You’re feeling a little restless. You’re looking for a little energy boost. Suddenly you find yourself browsing your favorite online retailer so you can cash in on that lovely little energy boost you’ll get when you click “add to cart.” I am certainly guilty of splurging on a handbag at 1 a.m. only to wake up and wonder, “Why on earth did I do that? I don’t even need a handbag!” The reason, of course, is that it felt good in the moment. What’s important to remember here is that the short-term reward our brain gets from shopping (in the form of a dopamine hit) pales in comparison to the long-term implications of making frivolous spending a habit.

The Solution: Healthy Energy Boosters

The next time you feel bored or restless, opt for one of the following activities to give your brain and body a quick and healthy energy boost:

• Make a to-do list of small tasks and check them off

• Take a brisk walk

• Try out a new workout class or activity

• Listen to music

• Engage in a creative hobby

• Do something that scares you (instant energy boost!)

All of these activities can trigger the same dopamine hit you get from shopping, minus the credit card debt and pangs of regret.
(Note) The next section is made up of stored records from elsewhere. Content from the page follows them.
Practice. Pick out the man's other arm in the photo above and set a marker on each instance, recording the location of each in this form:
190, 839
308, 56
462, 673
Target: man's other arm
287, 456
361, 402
Check out some great tips for replacing those desires to consume, shop, or buy things you don't need.

Trigger Two: I’m Bummed

The urge to spend is frequently triggered when we are feeling negative emotion.  The thrill of a new purchase falsely promises to elevate our mood, and provide relief when we are feeling lonely, anxious, or down. The problem is, the relief is generally short-lived and then we are right back where we started. Not to mention that impulsive shopping can lead to other negatives like credit card debt, anxiety, and cluttered, stressful living spaces.

The Solution: Get to the Root of The Problem

Instead of medicating at the mall and pursuing retail therapy, focus on identifying why you are down in the first place so you can get to the source of the problem and solve it. For example, if you find that you’re feeling lonely or disconnected, you might try reaching out to a trusted friend or family member. Choosing to deepen your connection with others will ultimately be far more rewarding than that new blouse, (yes, even if it’s a really pretty new blouse!).

Instead of shopping for things you don't need, get to the problem of those desires and how you can battle them. Shira Gill explains all.

 Trigger Three: I’m Inspired!

Who hasn’t been inspired to start spending up a storm when browsing Pinterest, or a fashion magazine, or favorite catalogue? When you find yourself feeling inspired, try out one of these delayed gratification techniques so you can ensure your purchase is a good one:

The Three-Day-Rule: Simple as it sounds, if you see something you want, just jot the item down. If you still really want it in three days, you can pull the trigger. I find that if I tell my brain, “Yes, but not yet,” I am able to quickly move on without feeling frustrated. Goodbye, impulse buys!

The Inspiration Board Rule: If there is something I feel like buying, I simply add it to my Pinterest Board full of the items I’m currently coveting. Since I’m such a visual person, I love to peruse this inspiration board, but rarely actually purchase anything from it. Sometimes getting things out of your brain and onto the page quells the desire to splurge carelessly.

The Budget Like a Boss Rule: Try setting a monthly budget for non-essential spending. If you want something that exceeds your budget, save up until you can splurge responsibly. Delayed gratification does not come easy for most, but the deeper satisfaction associated with spending thoughtfully and responsibly will be well worth the wait.